Die chemischen Grundlagen dieser Technologie stammen aus Japan und sind seit den 70er Jahren bekannt. Eingesetzt werden sie schon lange in Fliesen, Beton und auf Hauswänden, wo sie einen selbstreinigenden Effekt haben. Jetzt kann Titaniumdioxid auch auf die Oberflächen von Holz-, Laminat-, Nadura- und elastischen Böden aufgetragen werden. Allerdings nur werksseitig, eine nachträgliche Baustellenbeschichtung gibt es nicht.

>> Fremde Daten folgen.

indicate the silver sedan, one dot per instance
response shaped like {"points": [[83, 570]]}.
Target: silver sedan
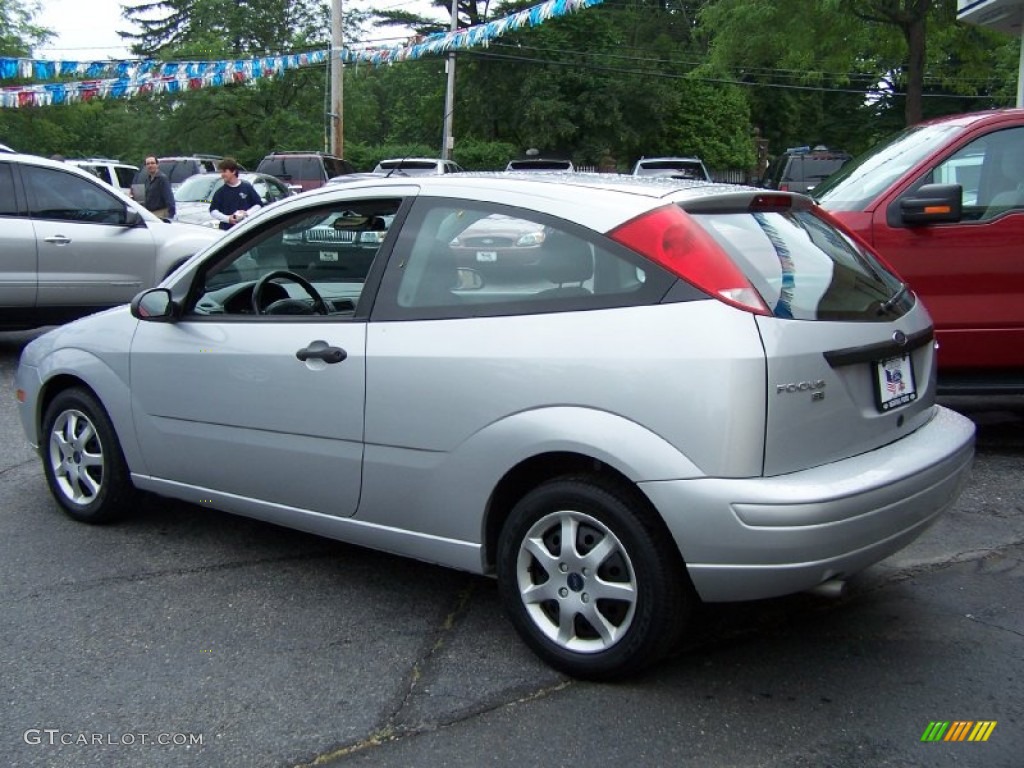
{"points": [[692, 392]]}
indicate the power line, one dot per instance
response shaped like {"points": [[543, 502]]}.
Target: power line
{"points": [[701, 79]]}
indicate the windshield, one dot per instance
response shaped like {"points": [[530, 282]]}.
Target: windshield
{"points": [[862, 179], [686, 168], [540, 165], [411, 167], [177, 170], [198, 188]]}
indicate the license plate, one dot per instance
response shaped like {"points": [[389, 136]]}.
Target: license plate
{"points": [[894, 385]]}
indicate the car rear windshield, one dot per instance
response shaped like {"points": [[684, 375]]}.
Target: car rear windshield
{"points": [[805, 268], [178, 170], [813, 168], [658, 167], [289, 169], [540, 165], [411, 166]]}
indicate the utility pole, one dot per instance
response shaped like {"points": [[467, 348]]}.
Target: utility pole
{"points": [[337, 82], [448, 141]]}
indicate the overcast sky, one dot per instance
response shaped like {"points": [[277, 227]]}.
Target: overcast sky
{"points": [[86, 30]]}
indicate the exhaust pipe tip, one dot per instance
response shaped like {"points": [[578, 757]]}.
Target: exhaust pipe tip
{"points": [[832, 588]]}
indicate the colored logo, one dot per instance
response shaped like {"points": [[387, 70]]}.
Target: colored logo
{"points": [[958, 730]]}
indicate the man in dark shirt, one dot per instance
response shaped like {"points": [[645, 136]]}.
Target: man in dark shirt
{"points": [[235, 200], [159, 196]]}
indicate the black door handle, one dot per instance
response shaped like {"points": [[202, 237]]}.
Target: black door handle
{"points": [[323, 351]]}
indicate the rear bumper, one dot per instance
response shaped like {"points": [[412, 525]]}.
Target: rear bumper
{"points": [[750, 539]]}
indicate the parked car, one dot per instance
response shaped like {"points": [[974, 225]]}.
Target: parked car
{"points": [[177, 169], [540, 164], [304, 170], [417, 166], [193, 198], [73, 246], [709, 393], [114, 172], [941, 202], [802, 168], [683, 168]]}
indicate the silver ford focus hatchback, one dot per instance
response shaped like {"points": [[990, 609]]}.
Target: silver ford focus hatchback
{"points": [[617, 396]]}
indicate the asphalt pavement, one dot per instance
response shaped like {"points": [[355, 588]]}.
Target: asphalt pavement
{"points": [[185, 637]]}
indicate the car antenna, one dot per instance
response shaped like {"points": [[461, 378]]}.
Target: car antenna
{"points": [[397, 168]]}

Der Wirkstoff wird im industriellen Prozess als Topschicht nach der Lackierung aufgetragen, denn später braucht er direkten Kontakt mit der Raumluft. Eine Härtung durch UV- und Infrarot-Strahlung.

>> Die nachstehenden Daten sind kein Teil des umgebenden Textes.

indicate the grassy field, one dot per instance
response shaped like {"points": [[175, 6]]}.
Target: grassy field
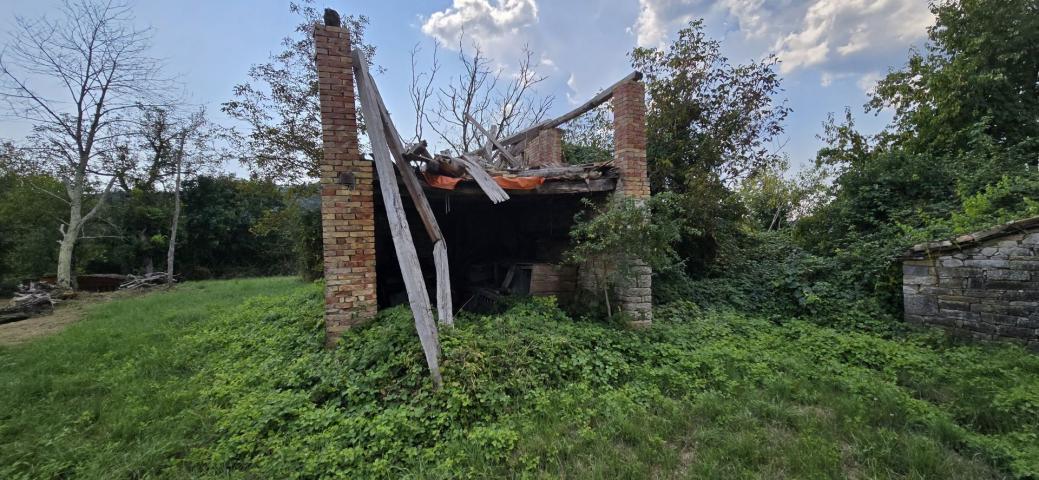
{"points": [[228, 379], [115, 395]]}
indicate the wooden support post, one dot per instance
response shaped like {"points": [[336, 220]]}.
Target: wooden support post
{"points": [[445, 311], [490, 138], [406, 257], [487, 184]]}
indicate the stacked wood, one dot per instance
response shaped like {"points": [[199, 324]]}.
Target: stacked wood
{"points": [[30, 299], [143, 282]]}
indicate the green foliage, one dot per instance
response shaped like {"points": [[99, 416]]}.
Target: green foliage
{"points": [[218, 236], [959, 157], [250, 393], [28, 235], [709, 124], [769, 274], [299, 221]]}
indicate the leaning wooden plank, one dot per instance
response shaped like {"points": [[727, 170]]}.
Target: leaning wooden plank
{"points": [[487, 184], [490, 137], [444, 308], [403, 245], [488, 148], [406, 172], [584, 108]]}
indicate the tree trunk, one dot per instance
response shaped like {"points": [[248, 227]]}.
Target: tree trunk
{"points": [[68, 244], [177, 217], [69, 236]]}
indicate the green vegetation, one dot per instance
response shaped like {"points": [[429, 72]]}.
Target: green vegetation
{"points": [[115, 395], [191, 383]]}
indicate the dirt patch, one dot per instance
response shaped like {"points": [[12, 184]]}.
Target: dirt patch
{"points": [[64, 314]]}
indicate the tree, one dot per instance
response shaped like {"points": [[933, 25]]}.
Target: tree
{"points": [[186, 162], [501, 102], [278, 105], [978, 71], [707, 116], [710, 125], [96, 61], [28, 220]]}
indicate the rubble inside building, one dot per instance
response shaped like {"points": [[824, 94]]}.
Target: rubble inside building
{"points": [[469, 228]]}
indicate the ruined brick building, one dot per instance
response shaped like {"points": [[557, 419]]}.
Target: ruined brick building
{"points": [[496, 246]]}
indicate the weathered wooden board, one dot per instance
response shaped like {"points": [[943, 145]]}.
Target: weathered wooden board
{"points": [[444, 308], [406, 256], [490, 137], [487, 184]]}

Was an ACTiO im Vergleich zu Vorgängerstoffen besser sein soll, erklärt Matthias Mikkelsen, Vizepräsident Verkauf und Marketing bei Photocat: "Erstens haben wir ein transparentes Material, das den Glanzgrad der Beschichtung kaum verändert. Zweitens werden die Schadstoffe nicht nur bei Einwirkung von Sonnenlicht, sondern bereits im Zusammenspiel mit der Innenraumbeleuchtung abgebaut." Mit anderen Worten: Der Katalysator Titaniumdioxid braucht weniger Licht, um seine Wirkung zu entfalten. Tests nach EN 717-1 haben bei Formaldehyd einen Abbau bis zu 98 % und bei Bakterien nach ISO 27447:2009 eine Reduzierung über 99,6 % ergeben. Darüber hinaus hilft ACTiO der Sauberkeit. Bei der (nebel)feuchten Reinigung, heißt es, breiten sich die wenigen Wassertropfen stärker aus, kriechen unter den Schmutz und lösen ihn besser von der Bodenfläche.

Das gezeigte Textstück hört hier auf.